| Title: | Implements Parsimonious Finite Mixtures of Multivariate Elliptical Leptokurtic-Normals | 
| Version: | 1.1 | 
| Description: | A way to fit Parsimonious Finite Mixtures of Multivariate Elliptical Leptokurtic-Normals. Two methods of estimation are implemented. | 
| Date: | 2023-09-08 | 
| Encoding: | UTF-8 | 
| License: | GPL-2 | GPL-3 [expanded from: GPL (≥ 2)] | 
| Imports: | stats | 
| NeedsCompilation: | yes | 
| RoxygenNote: | 7.2.3 | 
| Packaged: | 2023-09-09 11:23:52 UTC; ryanbrowne | 
| Author: | Ryan Browne [aut, cre] (0000-0003-4543-0218), Luca Bagnato [ctb], Antonio Punzo [ctb] | 
| Maintainer: | Ryan Browne <rpbrowne@uwaterloo.ca> | 
| Repository: | CRAN | 
| Date/Publication: | 2023-09-09 12:00:02 UTC | 
EM for the finite mixtures of MLN
Description
Performs a number of iterations of the EM for the multivariate elliptical leptokurtic-normal (MLN) distribution until the tolerance for the lack progress or the maximum number of iterations is reached. An implementation of parsimonious clustering models via the eigen-decomposition of the scatter matrix and allowing the concentration parameter to be varying, equal or fixed across components.
Usage
EM(
  data = NULL,
  G = 2,
  model = NULL,
  kml = c(1, 0, 1),
  n = 10,
  epsilon = 0.01,
  gpar0 = NULL,
  estimation = 1,
  label = NULL
)
Arguments
| data | A n x p matrix of observations. | 
| G | A integer determine the number of components of the mixture model. | 
| model | a character of length 4 such as "VVVV", indicating the model; the covariance and beta parameters. The 1st position controls, lambda, the volume; "V" varying across components or "E" equal across components. The 2nd position controls the eigenvalues; V" varying across components, "E" equal across components or "I" the identity matrix. The 3rd position controls the orientation; "V" varying across components, "E" equal across components or "I" the identity matrix. The 4th position controls the concentration, beta; "V" varying across components, "E" equal across components, "F" fixed at the maximum value. | 
| kml | a vector of length 3 indicating, the number of k-means starts, number of random starts and the number of EM iterations used for each start | 
| n | The maximum number of EM iterations. | 
| epsilon | The tolerance for the stopping rule; lack of progress. The default is 1e-6 but it depends on the dataset. | 
| gpar0 | A list of model parameters . | 
| estimation | If 1 (default) use the fixed point iterations and if 2 the MM algorithm. | 
| label | If  | 
Value
A list with following items
- loglik - A vector of the loglikelihood values 
- gpar - A list containing the parameters values 
- z - A n x G matrix of the posterior probabilities 
- map - A vector the maximum a posteriori derived from z 
- label - The input provided. 
- numpar - The number of free parameters in the fitted model. 

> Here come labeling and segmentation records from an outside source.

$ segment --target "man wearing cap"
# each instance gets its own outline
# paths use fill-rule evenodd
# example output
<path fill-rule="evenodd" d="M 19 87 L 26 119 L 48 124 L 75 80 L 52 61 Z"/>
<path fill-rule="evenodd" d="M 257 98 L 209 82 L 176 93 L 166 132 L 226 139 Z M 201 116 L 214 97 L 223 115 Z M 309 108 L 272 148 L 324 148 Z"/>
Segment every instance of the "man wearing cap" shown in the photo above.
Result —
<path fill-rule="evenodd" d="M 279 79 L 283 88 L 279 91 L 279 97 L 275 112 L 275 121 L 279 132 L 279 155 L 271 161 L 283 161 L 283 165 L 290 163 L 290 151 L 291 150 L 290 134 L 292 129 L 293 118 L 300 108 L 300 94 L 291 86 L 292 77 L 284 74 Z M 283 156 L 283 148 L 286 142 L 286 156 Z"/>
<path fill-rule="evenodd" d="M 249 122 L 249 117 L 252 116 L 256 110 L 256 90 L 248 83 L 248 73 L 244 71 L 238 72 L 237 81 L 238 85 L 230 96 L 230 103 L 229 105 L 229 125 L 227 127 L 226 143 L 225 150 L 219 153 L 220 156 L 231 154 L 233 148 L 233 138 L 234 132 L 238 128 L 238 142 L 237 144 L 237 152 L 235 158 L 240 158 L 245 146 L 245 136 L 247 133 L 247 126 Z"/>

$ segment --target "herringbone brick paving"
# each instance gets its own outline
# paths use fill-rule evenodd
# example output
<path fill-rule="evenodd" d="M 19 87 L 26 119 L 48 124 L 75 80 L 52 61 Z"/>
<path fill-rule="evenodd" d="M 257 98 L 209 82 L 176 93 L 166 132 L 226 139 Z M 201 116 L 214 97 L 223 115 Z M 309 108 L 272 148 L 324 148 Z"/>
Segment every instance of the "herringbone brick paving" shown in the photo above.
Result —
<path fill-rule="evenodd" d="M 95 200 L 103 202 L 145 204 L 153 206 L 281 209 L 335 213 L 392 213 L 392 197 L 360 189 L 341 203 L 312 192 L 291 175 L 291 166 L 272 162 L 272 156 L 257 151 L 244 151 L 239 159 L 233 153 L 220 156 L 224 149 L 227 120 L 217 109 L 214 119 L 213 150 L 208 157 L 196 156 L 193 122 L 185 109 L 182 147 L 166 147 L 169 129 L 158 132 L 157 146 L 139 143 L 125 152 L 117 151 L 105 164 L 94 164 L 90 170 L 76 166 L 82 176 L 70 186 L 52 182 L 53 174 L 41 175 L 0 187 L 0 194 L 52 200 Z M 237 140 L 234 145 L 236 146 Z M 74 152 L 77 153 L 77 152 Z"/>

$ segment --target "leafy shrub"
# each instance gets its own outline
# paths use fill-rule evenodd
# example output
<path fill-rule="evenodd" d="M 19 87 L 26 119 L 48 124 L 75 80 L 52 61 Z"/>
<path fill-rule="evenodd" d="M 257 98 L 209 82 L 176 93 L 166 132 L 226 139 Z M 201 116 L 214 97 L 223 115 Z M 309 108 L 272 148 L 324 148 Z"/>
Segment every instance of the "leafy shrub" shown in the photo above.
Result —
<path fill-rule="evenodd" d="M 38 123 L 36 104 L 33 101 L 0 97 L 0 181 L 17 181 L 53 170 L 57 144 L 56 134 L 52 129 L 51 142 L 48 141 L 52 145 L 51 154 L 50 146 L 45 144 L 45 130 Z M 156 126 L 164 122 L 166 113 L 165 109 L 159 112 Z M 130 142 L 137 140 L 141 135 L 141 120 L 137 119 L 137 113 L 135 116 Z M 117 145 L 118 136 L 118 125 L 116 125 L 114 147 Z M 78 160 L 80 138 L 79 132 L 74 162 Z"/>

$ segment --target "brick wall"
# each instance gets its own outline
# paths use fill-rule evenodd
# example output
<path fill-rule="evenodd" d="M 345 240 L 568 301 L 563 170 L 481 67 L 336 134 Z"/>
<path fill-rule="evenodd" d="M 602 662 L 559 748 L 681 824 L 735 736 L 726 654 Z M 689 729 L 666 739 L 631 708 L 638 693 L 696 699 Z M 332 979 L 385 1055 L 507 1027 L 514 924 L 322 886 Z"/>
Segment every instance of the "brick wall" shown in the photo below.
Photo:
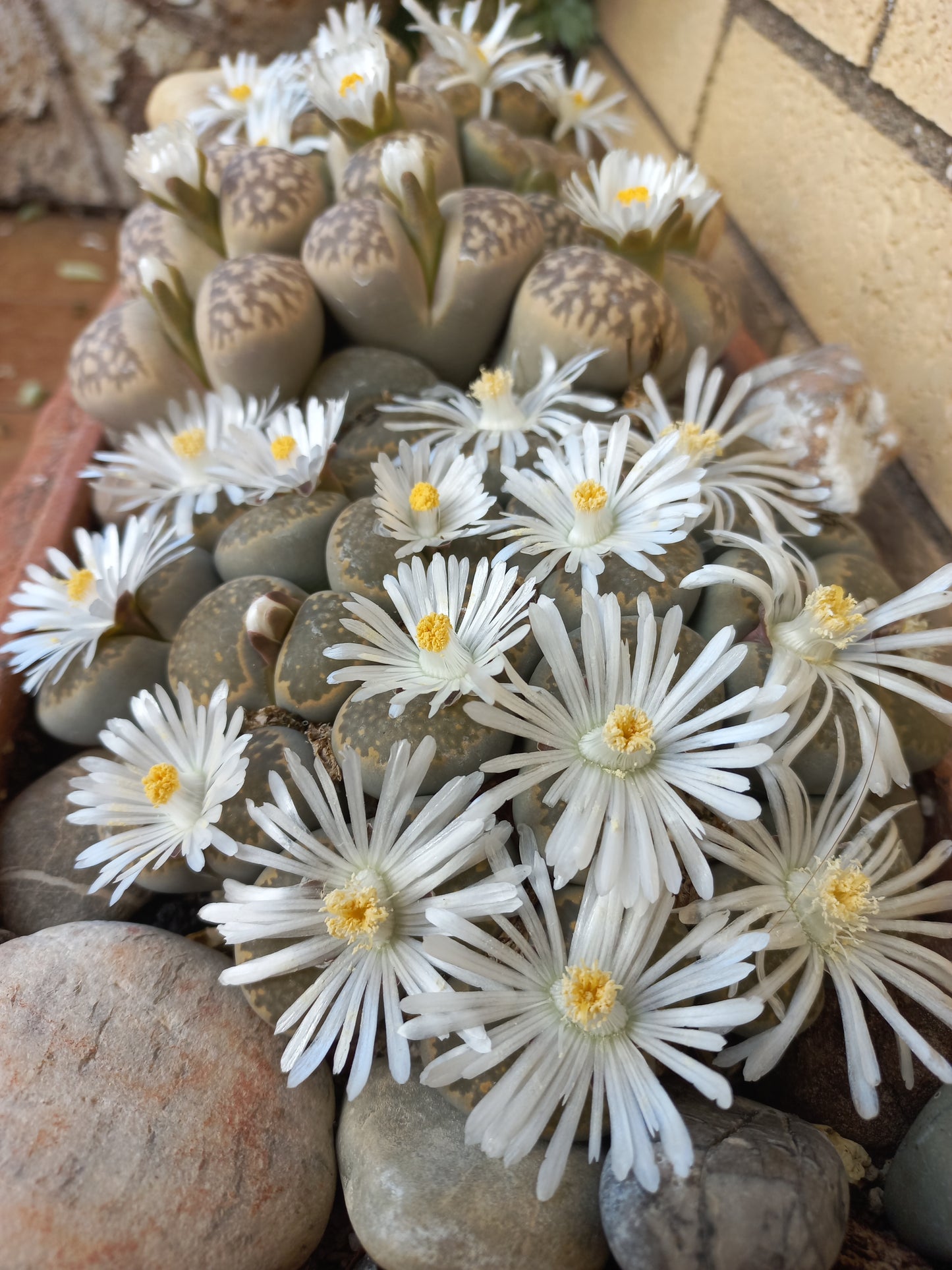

- maxLoglik - The largest value from loglik. 
Examples
x1 = rmln(n=100, d=4, mu=rep(5,4), diag(4), beta=2)
x2 = rmln(n=100, d=4, mu=rep(-5,4), diag(4), beta=2)
x = rbind( x1,x2)
mlnFit = EM(data=x, G=2, model="VVVF")
Compare the two methods of estimation
Description
Compare the two methods of estimation for fitting a finite mixture of multivariate elliptical leptokurtic-normal distributions; fixed point iterations and MM algorithm.
Usage
compareEstimation(
  mod = NULL,
  data = NULL,
  G = NULL,
  n = 10^4,
  tol = 1e-06,
  wt = NULL,
  n0 = 25,
  lab = NULL
)
Arguments
| mod | A character of length 4 such as "VVVV", indicating the model; the covariance and beta parameters. | 
| data | A n x p matrix of observations. | 
| G | The number of components to fit. | 
| n | The maximum number of EM iterations. | 
| tol | The tolerance for the stopping rule; lack of progress. The default is 1e-6 but it depends on the dataset. | 
| wt | a (n x d) matrix of weights for initialization if NULL, then a random weight matrix is generated. | 
| n0 | Given wt, the number of iterations used to obtain the initial parameters | 
| lab | Using given labels (lab) as starting values. | 
Value
A vector of times, number of iterations and log-likelihood values.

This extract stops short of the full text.